= Oil and gas agreement =

The oil and gas industry operates in countries throughout the world in accordance with a number of different types of agreements. These agreements generally fall into one of four categories (or a combination of the categories): risk agreements, concessions, production sharing agreements (PSAs, also known as production sharing contracts, PSCs) and service contracts.

==Overview==
Traditional concession agreements pre-1940 were granted for large areas, sometimes the whole country e.g. Iraq, and those grants were for long term (50 to 99 years). This caused developments to be delayed, postponed or the expected investment did not immediately materialise. This was clear against host governments interest. The contracts did not foresee any relinquishment of non explored areas. Further more traditional concession agreements granted petroleum "in situ" to the IOC, with market and pricing powers. The royalties were flat or fixed for per unit rates and sometimes credited against income taxes. There were no or low signature bonus and sometimes no income taxation. Those terms were often "frozen" for the life of the agreement.

==Modification==
After the Second World War host governments relocated economic rents with the aim of increasing passive profit sharing. Towards the 1960s and 1970s governments started to demand more active profit sharing through NOC Joint Ventures Participation.

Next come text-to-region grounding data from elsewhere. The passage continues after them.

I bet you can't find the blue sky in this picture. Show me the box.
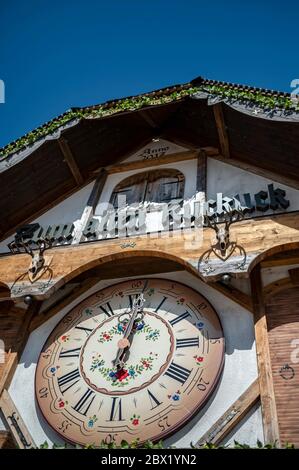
[0,0,298,148]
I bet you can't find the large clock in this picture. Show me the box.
[35,278,224,446]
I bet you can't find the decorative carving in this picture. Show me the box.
[199,209,247,273]
[8,223,53,283]
[279,364,295,380]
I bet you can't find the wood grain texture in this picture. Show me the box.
[106,149,199,174]
[213,104,230,159]
[266,286,299,447]
[1,211,299,299]
[58,137,83,185]
[250,265,280,445]
[211,281,253,313]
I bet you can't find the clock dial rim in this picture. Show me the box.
[35,277,225,446]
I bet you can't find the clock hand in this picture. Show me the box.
[113,281,148,369]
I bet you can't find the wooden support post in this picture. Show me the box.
[58,137,84,185]
[213,103,230,159]
[72,170,108,244]
[196,379,260,447]
[212,281,253,313]
[0,389,36,448]
[0,301,41,395]
[250,265,280,445]
[196,149,207,197]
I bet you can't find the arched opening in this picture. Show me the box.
[110,169,185,207]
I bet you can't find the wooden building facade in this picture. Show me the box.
[0,76,299,448]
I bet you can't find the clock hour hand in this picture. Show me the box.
[113,284,147,369]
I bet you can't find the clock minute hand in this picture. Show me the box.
[113,291,146,368]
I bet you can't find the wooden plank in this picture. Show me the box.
[0,389,36,448]
[261,255,299,268]
[72,170,107,244]
[0,352,18,397]
[58,137,83,185]
[213,103,230,159]
[29,277,100,331]
[1,211,299,300]
[211,281,253,313]
[250,265,280,445]
[107,149,200,174]
[266,286,299,446]
[196,379,260,447]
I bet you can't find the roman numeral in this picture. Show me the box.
[58,368,80,394]
[147,390,162,410]
[59,347,81,358]
[99,302,114,317]
[176,337,199,349]
[75,326,93,336]
[165,362,191,384]
[128,294,139,310]
[109,397,124,421]
[73,389,95,416]
[170,311,191,326]
[155,296,167,312]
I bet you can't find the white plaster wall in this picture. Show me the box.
[229,277,251,296]
[207,158,299,214]
[9,270,261,448]
[0,181,95,254]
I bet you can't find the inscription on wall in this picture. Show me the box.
[8,184,290,252]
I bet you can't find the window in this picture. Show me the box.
[110,169,185,208]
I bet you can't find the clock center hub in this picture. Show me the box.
[79,311,174,396]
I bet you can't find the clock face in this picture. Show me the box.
[35,278,224,446]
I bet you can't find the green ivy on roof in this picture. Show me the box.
[0,79,298,160]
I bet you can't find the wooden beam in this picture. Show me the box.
[196,379,260,447]
[138,109,160,129]
[211,281,253,313]
[0,178,95,244]
[0,352,18,397]
[107,149,200,174]
[0,389,36,448]
[250,265,280,445]
[213,103,230,159]
[261,252,299,268]
[58,137,83,185]
[72,170,108,244]
[29,277,100,332]
[196,149,207,195]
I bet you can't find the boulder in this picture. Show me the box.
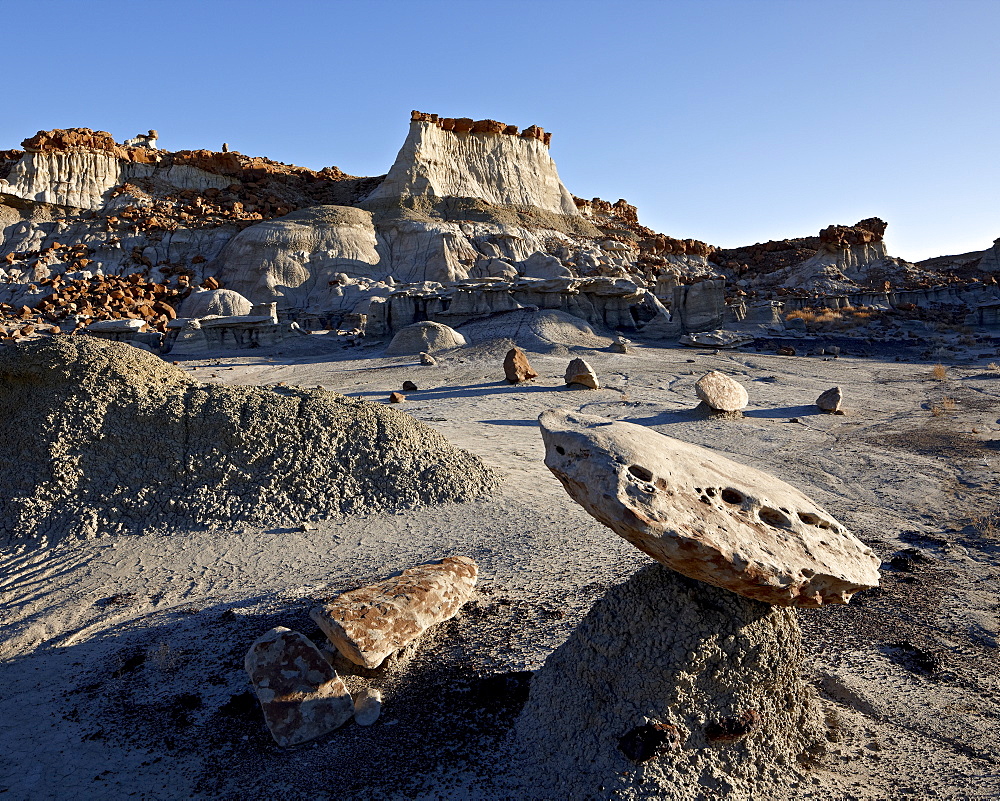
[402,380,418,392]
[537,409,881,606]
[177,288,252,319]
[310,556,478,668]
[695,371,748,412]
[420,352,437,366]
[511,565,825,799]
[504,347,538,383]
[564,357,599,389]
[388,392,405,403]
[244,627,354,746]
[385,321,467,355]
[817,386,843,413]
[353,688,382,727]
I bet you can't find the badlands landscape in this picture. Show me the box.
[1,112,1000,800]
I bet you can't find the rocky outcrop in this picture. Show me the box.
[384,320,467,355]
[245,627,354,746]
[213,206,383,314]
[365,112,579,216]
[310,556,478,668]
[538,409,881,606]
[511,564,825,800]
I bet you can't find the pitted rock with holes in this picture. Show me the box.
[310,556,478,668]
[244,627,354,746]
[538,409,880,606]
[694,371,748,412]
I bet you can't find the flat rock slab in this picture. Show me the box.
[538,409,880,607]
[310,556,478,668]
[695,371,748,411]
[244,627,354,746]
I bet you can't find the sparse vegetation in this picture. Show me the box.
[929,396,957,416]
[784,305,881,332]
[932,363,947,380]
[971,510,1000,541]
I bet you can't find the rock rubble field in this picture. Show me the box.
[1,111,1000,800]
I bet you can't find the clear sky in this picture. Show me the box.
[3,0,998,261]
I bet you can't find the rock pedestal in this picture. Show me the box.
[511,565,825,800]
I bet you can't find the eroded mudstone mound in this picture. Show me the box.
[504,346,538,383]
[564,357,599,389]
[245,627,354,746]
[511,565,825,800]
[385,321,467,355]
[0,338,499,546]
[310,556,478,668]
[695,370,748,412]
[538,409,880,606]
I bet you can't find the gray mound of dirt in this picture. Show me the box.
[456,308,612,354]
[509,564,825,799]
[0,338,500,547]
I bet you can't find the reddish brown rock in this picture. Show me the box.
[538,409,881,607]
[388,392,405,403]
[310,556,478,668]
[471,119,505,135]
[504,347,538,383]
[244,627,354,746]
[453,118,475,133]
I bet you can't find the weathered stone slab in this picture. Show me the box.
[695,371,748,412]
[538,409,880,607]
[244,626,354,746]
[504,346,538,383]
[564,357,599,389]
[310,556,478,668]
[679,329,752,349]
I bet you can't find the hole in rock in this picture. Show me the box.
[628,465,654,483]
[554,445,565,455]
[618,723,683,763]
[721,488,744,505]
[706,487,717,497]
[759,507,792,529]
[705,710,760,744]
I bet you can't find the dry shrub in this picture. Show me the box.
[932,364,947,380]
[972,511,1000,541]
[786,305,881,332]
[930,397,957,416]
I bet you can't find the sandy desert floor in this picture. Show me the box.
[2,329,1000,800]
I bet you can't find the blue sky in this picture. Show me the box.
[3,0,998,260]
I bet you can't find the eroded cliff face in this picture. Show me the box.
[364,112,580,216]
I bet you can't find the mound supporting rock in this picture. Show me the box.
[510,564,825,800]
[538,409,880,606]
[0,338,499,547]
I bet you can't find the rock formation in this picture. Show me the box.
[511,565,825,799]
[0,338,499,547]
[384,320,467,355]
[503,346,538,383]
[310,556,478,668]
[245,627,354,746]
[538,409,880,606]
[564,357,600,389]
[695,371,749,412]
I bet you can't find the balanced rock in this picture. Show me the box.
[564,357,599,389]
[511,565,825,799]
[310,556,478,668]
[538,409,880,606]
[610,336,631,354]
[244,627,354,746]
[817,386,843,413]
[504,346,538,383]
[353,688,382,726]
[695,370,748,412]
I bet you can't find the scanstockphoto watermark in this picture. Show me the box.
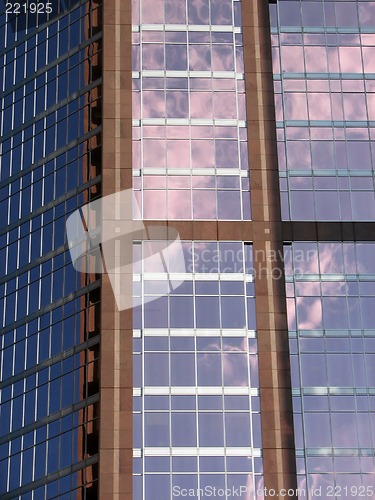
[66,190,315,310]
[66,189,187,311]
[172,486,308,497]
[185,246,315,279]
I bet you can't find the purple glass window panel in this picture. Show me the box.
[164,0,186,23]
[311,141,335,170]
[170,335,194,350]
[200,456,225,472]
[213,92,237,119]
[196,337,221,352]
[223,352,249,386]
[308,93,331,120]
[144,280,168,295]
[293,243,319,274]
[304,395,329,412]
[330,395,355,412]
[247,298,256,330]
[189,45,211,71]
[352,192,375,220]
[210,0,232,25]
[196,281,219,295]
[142,44,164,70]
[200,475,226,490]
[217,191,241,220]
[287,298,297,330]
[198,413,224,446]
[144,353,169,386]
[339,46,363,73]
[144,413,170,446]
[191,139,215,169]
[198,394,222,410]
[192,190,217,219]
[280,46,305,73]
[165,45,188,71]
[293,413,304,448]
[278,1,302,26]
[322,297,349,329]
[194,242,219,273]
[166,92,189,119]
[242,192,251,220]
[301,1,324,26]
[334,456,361,473]
[172,456,197,472]
[284,94,308,121]
[296,297,323,329]
[347,142,372,170]
[143,139,166,167]
[187,0,210,24]
[327,354,354,387]
[144,337,169,351]
[145,475,170,500]
[142,90,165,118]
[143,191,167,219]
[171,395,196,410]
[365,354,375,386]
[144,395,169,410]
[224,395,250,410]
[220,296,246,328]
[167,190,192,219]
[286,141,312,170]
[166,139,190,167]
[211,46,235,71]
[356,244,375,274]
[171,413,197,446]
[290,191,314,220]
[215,139,239,168]
[331,413,359,448]
[221,281,244,295]
[225,413,251,447]
[325,337,350,353]
[218,242,243,273]
[144,457,170,472]
[171,353,195,386]
[197,352,222,385]
[335,2,358,27]
[144,296,168,327]
[301,354,327,386]
[344,93,367,121]
[359,2,375,26]
[315,192,340,221]
[190,92,213,119]
[304,413,332,447]
[226,457,252,473]
[357,413,373,448]
[249,354,260,388]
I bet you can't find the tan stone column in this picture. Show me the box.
[100,0,133,498]
[242,0,298,494]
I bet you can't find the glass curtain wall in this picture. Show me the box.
[0,1,101,498]
[270,0,375,221]
[132,0,263,497]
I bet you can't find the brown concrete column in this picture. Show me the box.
[242,0,298,494]
[100,0,133,498]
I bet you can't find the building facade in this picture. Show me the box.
[0,1,101,498]
[0,0,374,499]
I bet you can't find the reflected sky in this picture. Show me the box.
[132,0,251,220]
[272,0,375,221]
[133,240,263,497]
[286,242,375,494]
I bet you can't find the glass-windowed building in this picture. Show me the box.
[0,1,101,498]
[1,0,374,498]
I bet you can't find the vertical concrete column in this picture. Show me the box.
[242,0,298,494]
[100,0,133,498]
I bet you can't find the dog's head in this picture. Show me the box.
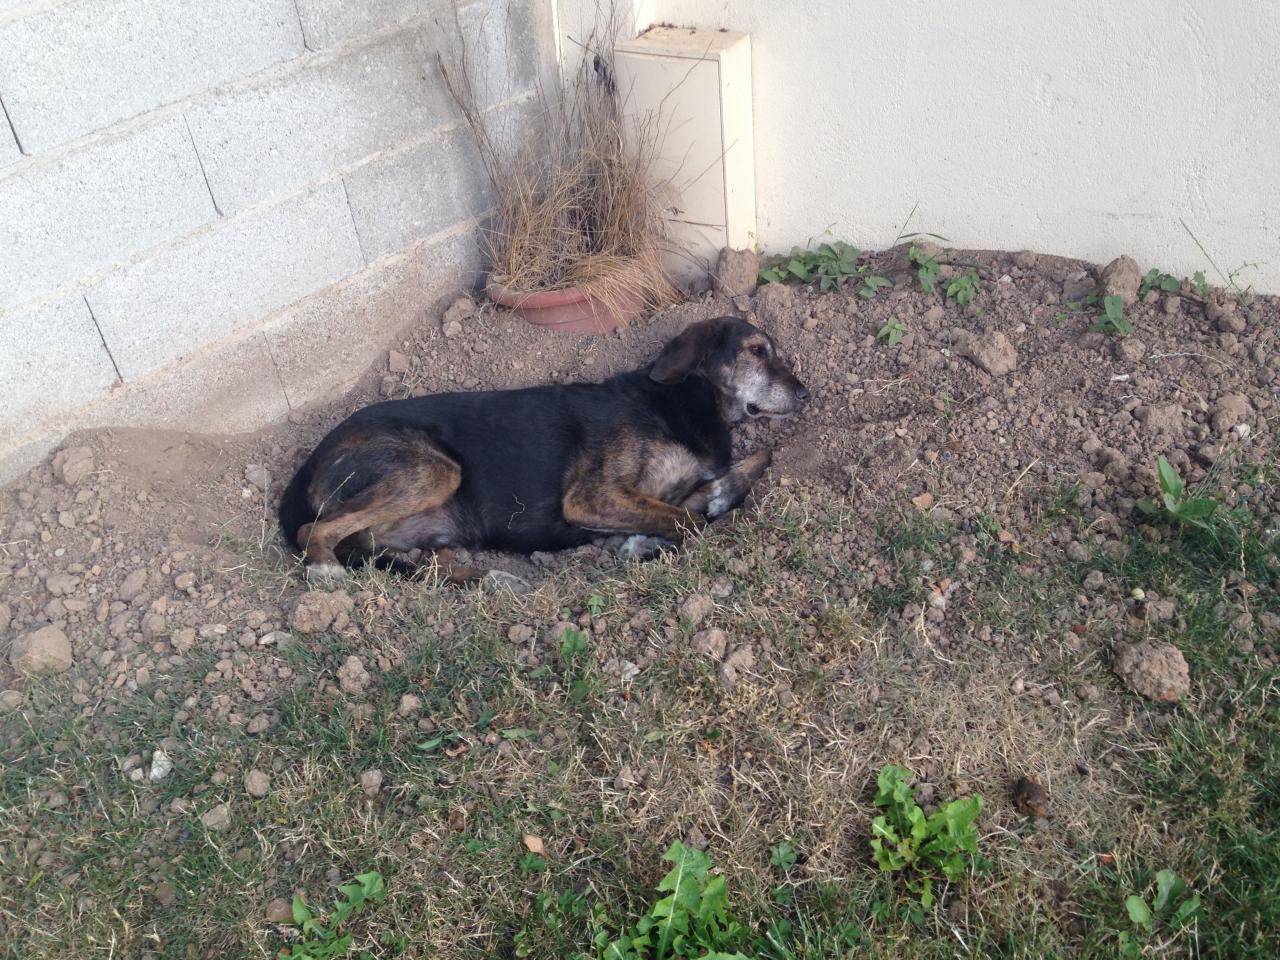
[649,316,809,423]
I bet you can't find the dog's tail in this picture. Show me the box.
[277,462,316,551]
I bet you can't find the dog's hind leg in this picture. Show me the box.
[297,438,461,580]
[680,449,772,520]
[563,481,706,542]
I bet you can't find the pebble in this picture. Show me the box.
[244,770,271,799]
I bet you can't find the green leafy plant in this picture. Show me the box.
[876,318,907,347]
[908,244,940,294]
[769,842,797,872]
[279,871,386,959]
[945,267,980,306]
[868,765,984,911]
[1117,869,1201,958]
[1139,268,1180,297]
[857,274,893,299]
[1137,457,1219,529]
[759,241,863,292]
[560,627,589,664]
[1092,295,1134,336]
[1192,270,1210,297]
[586,594,607,617]
[600,841,750,959]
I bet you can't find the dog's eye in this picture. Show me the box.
[750,344,767,358]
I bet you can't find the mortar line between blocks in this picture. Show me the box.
[0,93,25,155]
[83,295,124,383]
[183,114,223,217]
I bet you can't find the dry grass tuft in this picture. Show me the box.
[441,10,680,317]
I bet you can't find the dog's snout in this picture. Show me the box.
[794,382,810,402]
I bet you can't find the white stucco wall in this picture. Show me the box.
[558,0,1280,292]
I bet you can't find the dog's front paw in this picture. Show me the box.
[305,561,348,584]
[618,534,676,562]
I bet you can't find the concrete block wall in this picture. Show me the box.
[0,0,553,482]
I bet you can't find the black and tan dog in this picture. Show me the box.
[278,316,808,582]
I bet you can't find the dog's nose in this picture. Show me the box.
[794,383,810,402]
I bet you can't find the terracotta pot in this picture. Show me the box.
[486,278,642,334]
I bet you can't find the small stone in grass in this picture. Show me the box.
[200,804,231,832]
[522,834,546,855]
[691,628,727,660]
[397,693,422,716]
[244,769,271,799]
[679,594,714,628]
[148,748,174,782]
[10,625,73,675]
[264,898,292,923]
[360,769,383,797]
[1114,640,1190,703]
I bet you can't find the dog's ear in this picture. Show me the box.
[649,319,727,384]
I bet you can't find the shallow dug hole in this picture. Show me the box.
[1,245,1278,957]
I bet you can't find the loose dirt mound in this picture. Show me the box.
[1,246,1276,696]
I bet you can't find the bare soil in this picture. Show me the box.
[1,244,1278,956]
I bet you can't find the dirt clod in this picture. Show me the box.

Participation agreements: the NOC is "Carried" by an International Oil Company (IOC). The NOC burdens the IOC by not fully compensate the IOC for the risks assumed during exploration or to make a commercial discovery. The IOC faces the full losses and thus needs bigger success to compensate depending on NOC's share on the joint venture. However, the IOC benefit for example by having the NOC as partner when faced with nationalistic threats.